La figure 15 résume les trois principales possibilité de programmation d'un système embarqué : directement en langage machine, via un langage d'assemblage ou à l'aide d'un langage de haut niveau. La phase de traduction d'un langage d'assemblage est quasi immédiate et unique tandis que la phase de compilation d'un langage de haut niveau peut être faite de plusieurs manières et donc optimisée.
Développement
Développer un logiciel pour un système embarqué ne se fait pas complètement de la même manière que pour un logiciel destiné à un ordinateur « traditionnel ». En effet, il ne sera pas toujours possible de directement développer sur le système embarqué, mais il faudra le faire sur un système hôte. La figure 16 résume le processus de développement type. Une fois que le développeur a compilé un code machine sur le système hôte, il l'envoie sur le système cible ou il l'exécute sur un émulateur ou simulateur sur le système hôte.
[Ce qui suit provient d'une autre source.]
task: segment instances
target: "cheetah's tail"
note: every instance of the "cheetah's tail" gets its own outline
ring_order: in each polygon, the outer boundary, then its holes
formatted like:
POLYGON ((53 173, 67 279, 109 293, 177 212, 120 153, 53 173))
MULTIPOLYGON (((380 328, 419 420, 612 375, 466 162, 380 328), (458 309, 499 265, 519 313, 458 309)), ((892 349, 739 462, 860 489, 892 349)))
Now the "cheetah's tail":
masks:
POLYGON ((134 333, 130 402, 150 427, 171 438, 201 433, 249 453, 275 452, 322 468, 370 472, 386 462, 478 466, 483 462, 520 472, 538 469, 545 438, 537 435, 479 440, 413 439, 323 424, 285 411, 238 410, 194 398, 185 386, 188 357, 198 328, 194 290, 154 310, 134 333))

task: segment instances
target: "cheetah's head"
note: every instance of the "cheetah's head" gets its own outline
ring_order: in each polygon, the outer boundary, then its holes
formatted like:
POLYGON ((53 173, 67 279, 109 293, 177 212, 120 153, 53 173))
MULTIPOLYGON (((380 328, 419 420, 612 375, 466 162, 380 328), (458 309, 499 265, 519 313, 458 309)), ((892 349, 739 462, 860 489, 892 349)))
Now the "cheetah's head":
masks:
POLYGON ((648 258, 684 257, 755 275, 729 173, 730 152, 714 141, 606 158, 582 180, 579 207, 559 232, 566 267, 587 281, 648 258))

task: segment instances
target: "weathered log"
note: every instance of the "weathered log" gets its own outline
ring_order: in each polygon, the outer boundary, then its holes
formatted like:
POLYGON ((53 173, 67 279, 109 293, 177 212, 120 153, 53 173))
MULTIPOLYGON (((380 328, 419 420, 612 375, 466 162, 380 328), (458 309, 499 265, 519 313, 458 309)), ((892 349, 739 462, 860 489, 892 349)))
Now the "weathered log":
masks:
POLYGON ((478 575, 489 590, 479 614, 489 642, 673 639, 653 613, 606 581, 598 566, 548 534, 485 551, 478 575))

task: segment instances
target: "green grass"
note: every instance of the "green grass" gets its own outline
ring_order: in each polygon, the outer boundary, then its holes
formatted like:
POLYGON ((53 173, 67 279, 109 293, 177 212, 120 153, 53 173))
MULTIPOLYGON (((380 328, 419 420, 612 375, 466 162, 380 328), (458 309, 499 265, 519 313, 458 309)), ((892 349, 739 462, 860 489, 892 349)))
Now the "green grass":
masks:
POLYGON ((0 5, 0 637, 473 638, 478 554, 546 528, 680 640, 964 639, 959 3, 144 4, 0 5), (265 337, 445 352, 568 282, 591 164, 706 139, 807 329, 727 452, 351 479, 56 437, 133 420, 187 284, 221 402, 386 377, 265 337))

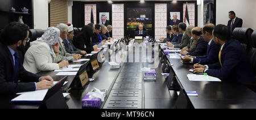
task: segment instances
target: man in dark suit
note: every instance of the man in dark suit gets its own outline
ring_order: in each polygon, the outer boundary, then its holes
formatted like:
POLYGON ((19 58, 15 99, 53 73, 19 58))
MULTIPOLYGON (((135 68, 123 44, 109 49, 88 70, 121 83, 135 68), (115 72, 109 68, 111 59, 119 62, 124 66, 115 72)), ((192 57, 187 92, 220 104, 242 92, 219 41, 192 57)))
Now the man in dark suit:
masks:
POLYGON ((107 32, 106 32, 106 34, 105 34, 105 35, 108 37, 108 39, 111 38, 111 36, 110 36, 110 34, 109 33, 110 32, 111 32, 111 31, 112 31, 112 25, 108 25, 107 26, 107 32))
POLYGON ((205 24, 202 28, 203 37, 204 40, 208 42, 207 45, 207 52, 206 55, 192 56, 182 58, 181 60, 185 62, 191 62, 193 64, 199 63, 202 65, 212 64, 218 61, 218 52, 220 46, 216 45, 213 41, 212 31, 214 28, 214 25, 212 23, 205 24))
POLYGON ((25 45, 29 27, 18 22, 11 23, 0 38, 0 95, 48 89, 53 80, 27 71, 23 67, 17 50, 25 45))
POLYGON ((101 21, 100 24, 102 24, 105 26, 109 24, 109 20, 107 20, 107 16, 105 15, 101 15, 101 21))
POLYGON ((146 36, 148 36, 147 31, 143 31, 143 25, 142 24, 139 25, 139 31, 137 31, 134 32, 134 36, 138 35, 142 35, 143 38, 146 36))
POLYGON ((228 27, 233 35, 233 31, 236 28, 241 28, 243 25, 243 20, 238 17, 236 16, 236 13, 231 11, 229 12, 229 18, 230 20, 228 23, 228 27))
POLYGON ((63 41, 66 52, 70 54, 81 54, 81 55, 85 55, 86 52, 85 50, 81 50, 78 48, 76 48, 74 46, 72 42, 74 37, 74 29, 73 29, 73 25, 71 24, 67 24, 67 25, 68 26, 68 33, 67 36, 67 38, 63 41))
POLYGON ((213 38, 216 44, 221 46, 219 62, 205 66, 195 65, 195 72, 207 73, 221 80, 229 80, 244 84, 255 83, 255 80, 246 53, 240 42, 230 39, 228 27, 219 24, 214 27, 213 38))
POLYGON ((103 40, 101 36, 101 26, 100 24, 95 25, 95 31, 92 36, 92 42, 93 45, 98 45, 100 43, 104 43, 106 40, 103 40))
POLYGON ((171 20, 170 22, 170 25, 172 26, 174 25, 178 25, 180 21, 177 19, 177 14, 174 14, 172 16, 174 17, 174 19, 171 20))
POLYGON ((191 51, 181 50, 180 54, 192 56, 202 56, 205 55, 207 51, 207 42, 201 36, 201 33, 202 32, 200 27, 193 28, 192 29, 192 35, 193 38, 196 40, 196 49, 191 51))

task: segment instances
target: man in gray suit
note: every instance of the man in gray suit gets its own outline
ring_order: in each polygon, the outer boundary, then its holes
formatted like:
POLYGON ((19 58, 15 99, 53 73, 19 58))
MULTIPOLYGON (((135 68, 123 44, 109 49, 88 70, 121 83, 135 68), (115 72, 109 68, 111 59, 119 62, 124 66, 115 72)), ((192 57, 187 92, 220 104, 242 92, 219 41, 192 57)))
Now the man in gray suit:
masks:
POLYGON ((181 38, 181 42, 177 45, 173 45, 170 42, 167 42, 166 44, 167 44, 167 45, 170 47, 174 48, 180 48, 180 49, 181 49, 188 45, 188 42, 189 42, 190 37, 188 36, 186 32, 187 25, 185 23, 180 23, 178 27, 179 32, 183 34, 183 36, 181 38))
POLYGON ((67 24, 63 23, 60 23, 57 25, 56 27, 60 29, 60 36, 59 38, 59 44, 60 45, 60 52, 59 53, 59 58, 55 59, 55 63, 58 63, 61 61, 68 60, 68 61, 76 61, 81 58, 80 54, 70 54, 66 52, 65 47, 63 45, 63 40, 65 40, 67 37, 68 32, 68 26, 67 24))

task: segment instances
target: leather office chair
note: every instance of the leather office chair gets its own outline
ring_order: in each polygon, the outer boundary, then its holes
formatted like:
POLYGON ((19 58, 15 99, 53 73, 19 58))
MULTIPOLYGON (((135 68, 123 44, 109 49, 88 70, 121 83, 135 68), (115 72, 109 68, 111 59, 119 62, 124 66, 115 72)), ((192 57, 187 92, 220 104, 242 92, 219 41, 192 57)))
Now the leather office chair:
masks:
POLYGON ((256 48, 256 30, 251 33, 252 46, 256 48))
POLYGON ((234 39, 240 41, 243 49, 248 53, 252 46, 251 33, 253 30, 247 28, 236 28, 233 32, 234 39))

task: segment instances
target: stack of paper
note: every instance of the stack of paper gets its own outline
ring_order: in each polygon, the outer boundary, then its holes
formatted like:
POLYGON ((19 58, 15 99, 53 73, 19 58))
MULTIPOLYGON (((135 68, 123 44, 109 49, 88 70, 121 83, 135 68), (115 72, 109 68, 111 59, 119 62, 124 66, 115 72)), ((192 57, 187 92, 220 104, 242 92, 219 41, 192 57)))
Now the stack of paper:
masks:
POLYGON ((68 65, 68 67, 72 67, 72 68, 80 68, 81 66, 82 65, 79 64, 79 65, 68 65))
MULTIPOLYGON (((53 82, 53 84, 56 84, 58 82, 53 82)), ((68 82, 65 82, 64 85, 68 82)), ((11 100, 13 102, 42 102, 44 100, 44 96, 48 92, 48 89, 38 90, 32 92, 18 93, 17 95, 20 95, 19 96, 11 100)), ((63 96, 66 97, 69 93, 64 93, 63 96)))
POLYGON ((77 72, 60 72, 56 74, 56 76, 76 75, 77 72))
POLYGON ((68 71, 77 71, 79 70, 79 68, 72 68, 68 67, 65 68, 60 68, 59 70, 56 70, 55 72, 68 72, 68 71))
POLYGON ((190 81, 197 82, 221 82, 220 79, 209 75, 196 75, 196 74, 188 74, 187 75, 188 79, 190 81))
MULTIPOLYGON (((88 54, 86 54, 86 55, 88 54)), ((76 61, 73 61, 73 62, 82 62, 82 61, 89 61, 89 60, 90 60, 90 59, 78 59, 78 60, 76 60, 76 61)))

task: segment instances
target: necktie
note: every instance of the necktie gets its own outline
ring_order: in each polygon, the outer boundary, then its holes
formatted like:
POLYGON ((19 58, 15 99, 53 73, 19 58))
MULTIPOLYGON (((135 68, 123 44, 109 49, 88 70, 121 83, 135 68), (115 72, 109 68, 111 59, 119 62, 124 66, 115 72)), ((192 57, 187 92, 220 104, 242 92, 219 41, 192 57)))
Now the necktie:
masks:
POLYGON ((220 50, 220 53, 218 53, 218 60, 220 61, 221 66, 222 66, 222 64, 221 63, 221 50, 220 50))
POLYGON ((208 55, 209 54, 209 50, 210 49, 210 45, 208 44, 207 45, 207 55, 208 55))
POLYGON ((13 80, 15 82, 18 78, 18 71, 19 70, 19 55, 18 52, 16 52, 14 54, 14 73, 13 78, 13 80))
POLYGON ((231 32, 232 32, 233 25, 234 25, 234 20, 232 20, 232 23, 231 24, 231 26, 230 26, 231 32))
Dans le cas où le code est envoyé sur le système cible, il est possible de le débugger en runtime, par exemple avec le standard JTAG présenté plus loin dans ce chapitre.
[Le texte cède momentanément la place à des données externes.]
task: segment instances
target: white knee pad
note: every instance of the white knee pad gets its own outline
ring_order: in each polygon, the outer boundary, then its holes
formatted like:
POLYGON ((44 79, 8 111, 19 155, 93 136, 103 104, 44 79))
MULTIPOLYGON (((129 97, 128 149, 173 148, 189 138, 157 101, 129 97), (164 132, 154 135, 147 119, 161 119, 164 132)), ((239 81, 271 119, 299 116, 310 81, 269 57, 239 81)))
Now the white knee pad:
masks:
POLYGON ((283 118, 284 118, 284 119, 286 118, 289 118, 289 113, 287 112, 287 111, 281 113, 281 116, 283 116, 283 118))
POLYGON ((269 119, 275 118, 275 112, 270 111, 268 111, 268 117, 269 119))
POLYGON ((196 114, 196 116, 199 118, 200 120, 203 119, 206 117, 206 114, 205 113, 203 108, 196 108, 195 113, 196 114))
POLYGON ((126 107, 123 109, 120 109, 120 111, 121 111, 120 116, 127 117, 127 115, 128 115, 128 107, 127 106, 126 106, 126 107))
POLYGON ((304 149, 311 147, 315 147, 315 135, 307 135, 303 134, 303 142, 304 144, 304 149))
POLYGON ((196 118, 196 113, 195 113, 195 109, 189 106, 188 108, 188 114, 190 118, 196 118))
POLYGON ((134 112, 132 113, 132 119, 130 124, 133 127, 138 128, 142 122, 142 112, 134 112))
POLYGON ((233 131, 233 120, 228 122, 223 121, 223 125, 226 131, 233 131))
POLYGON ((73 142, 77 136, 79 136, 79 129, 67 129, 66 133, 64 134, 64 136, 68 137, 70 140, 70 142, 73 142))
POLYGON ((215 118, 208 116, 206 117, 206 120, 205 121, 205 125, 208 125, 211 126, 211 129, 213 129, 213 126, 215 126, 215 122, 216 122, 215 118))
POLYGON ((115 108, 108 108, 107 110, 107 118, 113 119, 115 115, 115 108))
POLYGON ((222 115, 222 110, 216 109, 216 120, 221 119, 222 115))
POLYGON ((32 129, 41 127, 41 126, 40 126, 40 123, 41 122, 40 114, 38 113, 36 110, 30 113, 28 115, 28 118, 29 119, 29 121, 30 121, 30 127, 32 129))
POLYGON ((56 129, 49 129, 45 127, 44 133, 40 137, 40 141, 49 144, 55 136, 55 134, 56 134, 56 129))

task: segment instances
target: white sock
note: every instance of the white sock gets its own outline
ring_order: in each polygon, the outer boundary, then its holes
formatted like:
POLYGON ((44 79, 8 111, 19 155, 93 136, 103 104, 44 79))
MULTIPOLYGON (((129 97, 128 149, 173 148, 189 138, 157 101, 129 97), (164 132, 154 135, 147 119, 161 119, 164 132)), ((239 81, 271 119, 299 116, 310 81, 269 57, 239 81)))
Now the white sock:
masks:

Concernant la procédure de développement, il n'y en a évidemment pas une seule unique à suivre. Il est cependant important de coordonner le développement des aspects hardware avec celui des aspects software. La figure 17 reprend les grandes étapes de développement.
La première phase consiste évidemment à établir les spécifications précises du système à développer. Il faut notamment caractériser l'environnement d'exécution et identifier les contraintes qu'il impose. De plus, il faudra faire des choix par rapport aux niveaux de fiabilité et d'efficacité désirés.
À partir de ces spécifications, il faudra déterminer ce qui sera fait en hardware et en software, et décider des composants à utiliser. Plusieurs itérations peuvent être nécessaires à cette seconde étape, qui est par ailleurs très importante car c'est un point de non retour.
Vient ensuite le développement, en parallèle, des parties software et hardware qui seront ensuite intégrées, puis testées et validées. Une fois le système développé et déployé, on entre dans une phase importante de maintenance. Le système doit être monitoré, des bugs éventuels doivent être corrigés et des mises à jour peuvent être appliquées.
Debug
Débugger le software d'un système embarqué est une tâche plus compliquée que pour un logiciel développé sur un ordinateur « traditionnel ». Une possibilité consiste à utiliser les standards JTAG (le Joint Test Action Group (JTAG) est une association d'industries d'électroniques qui développe des méthodes pour vérifier et tester des circuits imprimés) qui offrent notamment un protocole basé sur une communication série pour accéder au processeur et bus système.
Système d'exploitation
Terminons ce tour des aspects software en introduisant la notion de système d'exploitation. Il s'agit d'un programme qui est exécuté sur le hardware et qui joue le rôle d'intermédiaire entre le hardware et les applications utilisateur. Sur un ordinateur « traditionnel », les systèmes d'exploitation les plus connus sont Windows, MacOS et Linux. Un système d'exploitation offre des abstractions des composants hardwares pour faciliter la programmation. Par exemple, on peut manipuler des fichiers sur le disque dur, des fenêtres sur l'écran, des processus sur le processeur, etc. Le développeur ne doit ainsi plus se soucier de savoir contrôler le hardware à très bas niveau, il exploite les services offerts par le système d'exploitation.